OMom: Whew. The decision about another is hard. You sound like you and DP are communicating really well about it, which makes all the difference. I'll tell you that I tried very hard to repress my deep, strong desire to have another baby for about 5 years. That's a long time. At one point, I really felt like I had an epiphany about how full and different and easier our family's life (and our lives as individuals and as a couple) would be without another child. Within 6 months, I was crying about it again. I just couldn't shake it. Everyone is different, and at some point, enough has to be enough, right? But those deep feelings are powerful.

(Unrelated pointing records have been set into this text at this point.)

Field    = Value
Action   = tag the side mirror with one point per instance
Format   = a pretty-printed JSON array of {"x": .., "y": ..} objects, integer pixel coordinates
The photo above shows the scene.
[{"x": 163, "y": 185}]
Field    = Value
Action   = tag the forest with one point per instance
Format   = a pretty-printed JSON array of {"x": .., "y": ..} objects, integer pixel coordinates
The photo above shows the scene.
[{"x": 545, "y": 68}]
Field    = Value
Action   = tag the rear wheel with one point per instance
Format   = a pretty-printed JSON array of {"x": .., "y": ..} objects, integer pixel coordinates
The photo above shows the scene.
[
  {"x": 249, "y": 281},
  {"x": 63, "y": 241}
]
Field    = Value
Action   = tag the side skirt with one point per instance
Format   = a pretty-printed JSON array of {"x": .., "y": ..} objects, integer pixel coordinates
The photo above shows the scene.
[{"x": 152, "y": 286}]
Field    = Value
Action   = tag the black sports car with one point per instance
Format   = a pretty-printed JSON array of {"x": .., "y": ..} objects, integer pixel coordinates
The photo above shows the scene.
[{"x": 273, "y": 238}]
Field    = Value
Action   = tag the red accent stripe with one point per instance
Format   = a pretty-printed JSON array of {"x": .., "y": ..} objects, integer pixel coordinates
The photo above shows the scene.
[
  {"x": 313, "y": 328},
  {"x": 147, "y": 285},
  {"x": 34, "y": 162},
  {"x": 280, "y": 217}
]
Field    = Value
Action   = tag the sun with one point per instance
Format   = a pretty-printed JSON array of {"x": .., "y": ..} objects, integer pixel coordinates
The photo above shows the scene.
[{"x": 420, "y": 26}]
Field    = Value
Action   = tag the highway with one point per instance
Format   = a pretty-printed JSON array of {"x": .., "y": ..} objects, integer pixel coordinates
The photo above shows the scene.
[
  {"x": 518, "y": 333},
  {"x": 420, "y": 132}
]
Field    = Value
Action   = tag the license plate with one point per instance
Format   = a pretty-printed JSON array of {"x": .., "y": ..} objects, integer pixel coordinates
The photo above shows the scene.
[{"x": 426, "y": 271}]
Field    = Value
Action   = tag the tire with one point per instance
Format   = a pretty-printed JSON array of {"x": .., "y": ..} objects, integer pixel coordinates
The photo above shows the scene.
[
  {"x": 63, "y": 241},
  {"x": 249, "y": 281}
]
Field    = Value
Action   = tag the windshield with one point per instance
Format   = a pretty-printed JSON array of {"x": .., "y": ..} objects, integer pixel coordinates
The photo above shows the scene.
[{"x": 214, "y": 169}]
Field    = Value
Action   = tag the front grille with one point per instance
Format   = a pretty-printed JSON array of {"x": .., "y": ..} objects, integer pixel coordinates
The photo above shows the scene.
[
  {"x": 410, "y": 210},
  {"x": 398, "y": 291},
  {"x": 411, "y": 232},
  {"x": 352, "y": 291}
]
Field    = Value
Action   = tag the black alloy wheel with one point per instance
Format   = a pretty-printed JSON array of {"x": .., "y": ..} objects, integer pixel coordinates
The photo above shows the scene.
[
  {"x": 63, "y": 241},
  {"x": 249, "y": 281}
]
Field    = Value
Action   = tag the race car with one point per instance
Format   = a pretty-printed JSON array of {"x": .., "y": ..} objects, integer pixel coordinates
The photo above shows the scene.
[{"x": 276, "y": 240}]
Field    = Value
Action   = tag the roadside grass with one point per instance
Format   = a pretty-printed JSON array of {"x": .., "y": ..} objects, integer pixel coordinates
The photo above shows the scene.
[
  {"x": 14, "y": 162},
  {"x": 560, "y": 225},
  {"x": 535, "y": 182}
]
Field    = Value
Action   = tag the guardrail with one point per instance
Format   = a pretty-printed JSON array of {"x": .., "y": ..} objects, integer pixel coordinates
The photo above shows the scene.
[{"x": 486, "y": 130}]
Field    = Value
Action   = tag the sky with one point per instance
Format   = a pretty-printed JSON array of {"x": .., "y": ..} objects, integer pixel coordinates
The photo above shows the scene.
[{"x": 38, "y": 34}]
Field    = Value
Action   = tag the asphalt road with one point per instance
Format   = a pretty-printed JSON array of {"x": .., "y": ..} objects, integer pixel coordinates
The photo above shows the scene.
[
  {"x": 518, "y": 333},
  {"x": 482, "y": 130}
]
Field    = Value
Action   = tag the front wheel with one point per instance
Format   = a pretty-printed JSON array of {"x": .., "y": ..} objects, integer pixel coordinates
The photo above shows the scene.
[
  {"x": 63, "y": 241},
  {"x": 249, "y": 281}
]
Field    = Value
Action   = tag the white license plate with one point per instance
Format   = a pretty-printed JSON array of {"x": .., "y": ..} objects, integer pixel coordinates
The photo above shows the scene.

AFU: I don't want to ramble on about it, but I'm at a really low point in my parenting of Z (10--almost 11), which is probably related to my feeling overwhelmed with parenting L, as well. DP was just sick with the flu for four days, and despite the help of my in-laws, I just couldn't handle it. I couldn't get L to go to sleep for naps (finally resorted to the car yesterday, which worked, though then she woudn't go down at night), so she cat-napped on me in a carrier, which was so sweet, but didn't get me a break. Z (who has anxiety and mild OCD) won't go to sleep on her own, which means that she was staying up waiting for me to get L down, and then I fall asleep with her, so I have no time to myself at all. And Z is having a very hard time stepping up to the level of responsibility we need from her. She struggles especially with keeping any track of time. So she gets in the bath when I take L to bed, and when I finally creep out of L's room over an hour later, Z is still soaking away, not having washed up at all, etc. I ask Z repeatedly to clean out her art cabinet, but she stops every 3 minutes to do something else, to use an art supply, to get a snack, to pee, etc. I have to ask her 5 times to put away a stack of clean laundry. This sounds really petty, and I know that there are ways to handle it (ie, lay out the expectation--clothes put away by 5pm or whatever--clarify a consequence if it doesn't happen--and then calmly implement the consequence if necessary). My problem is that I just can't stay calm. It is like I have no reserves at all and am just reacting constantly. And I don't like what comes out of my mouth--nothing directly insulting, but the tone is harsh, annoyed, exasperated, impatient. I don't want to be like this. I haven't felt like this before--able to see how I want to handle something but just unable to do it. I have an appointment later today with a counselor (who is available any time to university employees) to talk about this later today. We'll see how that goes. Sorry to be such a downer!post #99 of 5392/11/13 at 8:17am
Ahope -I know exactly what you mean with reacting constantly and being harsh, annoyed, exasperated, and impatient. DD has been helpful and uses words to tell me that it doesn't make her feel very good, so I have been able to immediately see the effect it has on her and change my tone right away. Maybe have a sit down with Z and ask her to help you out by having her express her feelings when you interact with her? I have frequent sit downs with DD and tell her that mommy really wants to try to talking calmly to her and we both can work it on it together. She seems very receptive to these talks.post #100 of 5392/11/13 at 9:19amAmandaHope, we do something like chore sticks. http://www.toddlerapproved.com/2012/08/bedtime-battles-and-chore-sticks-for.html?m=1 for our morning routine. The kids have a time limit and it has totally cut down on my nagging (um, and it helps me out, one of their chores is to pick up all the toys so I can sweep, they also put away their laundry, put their dishes in the dishwasher, hair and teeth). Is there a clock in the bathroom? That may help.
Good luck, Hun. Also, if bedtime isn't working, give it a change. Would she be comfortable going to bed with you sitting by the door reading? Out of the room with a walkie talkie or baby monitor so she can talk to you? Tin cans and string?